To make it as simple as possible, the tangent to a curve is, at the point where it is defined, a local approximation of the curve.

So, write the equation of the tangent to the curve $y=sin(x)$ at $x=0$ and you will obtain, for the tangent line, $y = 0 + (x-0) = x$. So, close to $x=0$, $sin(x)$ is close to $x$.
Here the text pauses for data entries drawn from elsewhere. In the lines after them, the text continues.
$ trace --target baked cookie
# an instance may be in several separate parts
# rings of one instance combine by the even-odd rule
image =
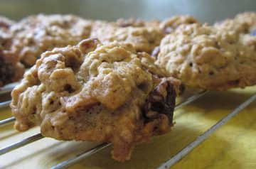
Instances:
[[[9,31],[9,28],[14,23],[14,21],[7,18],[4,16],[0,16],[0,30],[1,31]]]
[[[226,90],[256,84],[256,37],[183,25],[161,42],[156,63],[184,84]]]
[[[155,26],[158,27],[160,24],[159,20],[151,20],[149,21],[145,21],[142,19],[137,19],[134,18],[119,18],[116,21],[116,24],[119,27],[144,27],[144,26]]]
[[[0,87],[21,79],[23,66],[18,62],[18,55],[11,48],[12,36],[9,33],[14,21],[0,16]]]
[[[220,30],[233,31],[238,34],[253,34],[256,31],[256,13],[239,13],[233,19],[228,18],[220,22],[216,22],[213,26]],[[255,33],[256,34],[256,32]]]
[[[78,45],[42,54],[11,93],[15,128],[41,126],[58,140],[112,142],[115,160],[128,160],[138,142],[173,125],[181,81],[129,43]]]
[[[181,25],[188,25],[198,21],[191,16],[177,15],[166,18],[159,23],[159,28],[165,34],[174,31]]]
[[[164,34],[155,26],[121,27],[115,23],[97,21],[93,24],[90,38],[103,43],[114,40],[132,43],[137,52],[151,53],[160,44]]]
[[[91,21],[73,15],[31,16],[11,28],[14,48],[26,67],[33,66],[40,55],[55,47],[75,45],[89,37]]]

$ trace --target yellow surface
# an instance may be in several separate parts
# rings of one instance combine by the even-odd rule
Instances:
[[[110,148],[70,168],[156,168],[256,92],[256,87],[225,92],[211,92],[175,112],[176,124],[169,133],[136,146],[132,159],[119,163],[110,158]],[[0,120],[11,116],[0,110]],[[256,102],[217,130],[172,168],[256,168]],[[39,132],[25,133],[13,124],[0,128],[1,147]],[[49,168],[95,143],[43,138],[0,156],[0,168]]]

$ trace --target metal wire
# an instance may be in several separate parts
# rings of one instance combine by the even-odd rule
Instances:
[[[6,125],[8,124],[10,124],[14,121],[15,121],[15,117],[10,117],[7,119],[0,121],[0,127],[4,126],[4,125]]]
[[[21,141],[18,141],[17,143],[10,145],[10,146],[6,146],[6,147],[0,149],[0,156],[5,154],[8,152],[10,152],[11,151],[16,150],[20,147],[24,146],[28,143],[35,142],[36,141],[40,140],[43,138],[43,136],[41,133],[38,133],[33,136],[25,138],[24,140],[22,140]]]
[[[222,126],[224,124],[225,124],[228,121],[231,119],[234,116],[238,114],[242,109],[248,106],[250,103],[252,103],[254,100],[256,99],[256,93],[252,95],[250,99],[242,103],[239,105],[236,109],[232,111],[230,114],[228,114],[223,119],[220,120],[217,124],[210,127],[208,130],[204,132],[202,135],[198,137],[193,142],[189,143],[187,146],[183,148],[181,151],[179,151],[177,154],[173,156],[171,159],[161,164],[158,169],[166,169],[171,167],[178,160],[181,160],[183,156],[187,155],[189,152],[191,152],[194,148],[201,143],[203,141],[205,141],[208,137],[210,136],[214,131],[215,131],[218,128]]]
[[[1,102],[0,103],[0,109],[1,108],[4,108],[4,107],[9,107],[11,104],[11,100],[9,100],[9,101],[6,101],[6,102]]]
[[[65,160],[65,161],[59,163],[57,165],[52,167],[51,169],[60,169],[60,168],[65,168],[69,167],[71,165],[73,165],[75,163],[80,161],[80,160],[87,158],[87,157],[96,153],[97,152],[110,146],[111,145],[112,145],[112,143],[101,143],[95,147],[92,148],[91,149],[90,149],[84,153],[78,154],[78,155],[75,156],[75,157],[73,157],[67,160]]]
[[[192,102],[193,101],[198,99],[201,96],[206,94],[208,91],[203,90],[201,91],[190,97],[186,99],[184,102],[183,102],[181,104],[178,104],[176,105],[175,109],[180,109],[188,104]],[[195,147],[196,147],[198,145],[199,145],[201,142],[203,142],[204,140],[206,140],[213,132],[214,132],[217,129],[220,127],[222,125],[223,125],[225,122],[227,122],[228,120],[230,120],[232,117],[233,117],[235,115],[236,115],[238,112],[240,112],[242,109],[244,109],[245,107],[249,105],[251,102],[252,102],[256,99],[256,94],[255,94],[252,97],[250,97],[249,99],[241,104],[238,107],[237,107],[235,110],[233,110],[231,113],[230,113],[228,115],[227,115],[225,117],[224,117],[223,119],[221,119],[219,122],[218,122],[216,124],[215,124],[213,126],[212,126],[210,129],[209,129],[208,131],[206,131],[205,133],[203,133],[201,136],[197,138],[195,141],[193,141],[192,143],[191,143],[189,145],[188,145],[186,147],[185,147],[183,150],[181,150],[180,152],[178,152],[176,155],[175,155],[173,158],[171,158],[170,160],[166,161],[166,163],[163,163],[159,168],[167,168],[171,166],[172,166],[174,164],[175,164],[176,162],[178,162],[179,160],[181,160],[184,156],[186,156],[187,153],[188,153],[192,149],[193,149]],[[8,123],[10,123],[11,121],[14,121],[15,120],[14,117],[4,120],[0,121],[0,126],[6,124]],[[0,149],[0,155],[5,154],[8,152],[10,152],[13,150],[17,149],[21,146],[26,146],[28,143],[31,143],[32,142],[34,142],[36,141],[38,141],[39,139],[43,138],[43,136],[41,134],[36,134],[35,136],[33,136],[31,137],[29,137],[28,138],[26,138],[23,141],[21,141],[19,142],[15,143],[12,145],[8,146],[6,147],[4,147],[1,149]],[[71,165],[78,162],[79,160],[82,159],[85,159],[94,153],[107,148],[112,145],[112,143],[101,143],[94,148],[92,148],[91,149],[83,152],[80,154],[78,154],[75,156],[75,157],[73,157],[67,160],[65,160],[59,164],[58,164],[55,166],[53,166],[53,169],[58,169],[58,168],[63,168],[68,166],[70,166]]]

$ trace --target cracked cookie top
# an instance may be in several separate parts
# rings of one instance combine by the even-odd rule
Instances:
[[[40,125],[43,136],[113,143],[113,158],[129,158],[136,142],[173,125],[181,82],[164,77],[132,44],[86,39],[42,54],[12,92],[15,128]]]

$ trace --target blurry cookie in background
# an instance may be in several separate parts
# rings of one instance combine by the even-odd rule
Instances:
[[[252,11],[241,13],[236,15],[234,18],[218,21],[213,26],[235,33],[256,36],[256,13]]]
[[[13,48],[21,62],[33,66],[42,53],[53,48],[75,45],[89,37],[91,21],[74,15],[28,16],[11,27]]]
[[[14,21],[0,16],[0,87],[18,81],[23,76],[23,66],[11,48],[13,37],[10,27]]]
[[[226,90],[256,84],[256,37],[183,25],[161,42],[156,63],[186,85]]]
[[[90,38],[98,38],[103,43],[125,42],[132,43],[137,52],[151,53],[160,44],[164,34],[155,26],[144,26],[142,23],[132,22],[123,26],[121,23],[95,22]]]

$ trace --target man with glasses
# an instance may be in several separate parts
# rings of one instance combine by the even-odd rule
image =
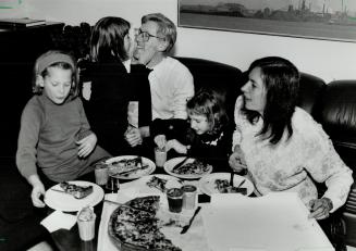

Uisng the same approach, you could show by yourself that, close to $x=0$, $e^x$ is close to $1+x$, that $log(1+x)$ is close to $x$ and so on. For sure, the approximations can be made better and better at the price of more terms.

Hint

Consider the Taylor expansion of $\sin{x}$ about $x = 0$.

Cheers!

• Of course! But now I wonder, is there a way to angle this useful behavior without such series? – Just_a_fool Feb 9 '14 at 16:18
• I was about to show you that the tangent curve of $\sin{x}$ about $x = 0$ is precisely $y(x) = x$, so $\sin{x} \sim x$ in the neighbourhood of $x \to 0$, but... @Claude Leibovici was quicker than me, haha! – Dmoreno Feb 9 '14 at 16:28

Alternative solution, if you do not want to deal with series expansion, you could calculate

$$\lim_{x\to0} \frac{\sin x}{x} = 1\quad\text{and/or}\quad \lim_{x\to0}\frac{x}{\sin x}=1$$

Thus $\sin x \sim x$ for $x$ close to $0$.

There is a very simple geometrical observation you can make. The arch in a circle with radius 1 equals the angle x (in radians), and for small x the arch is close to sin x. Draw this and you will see!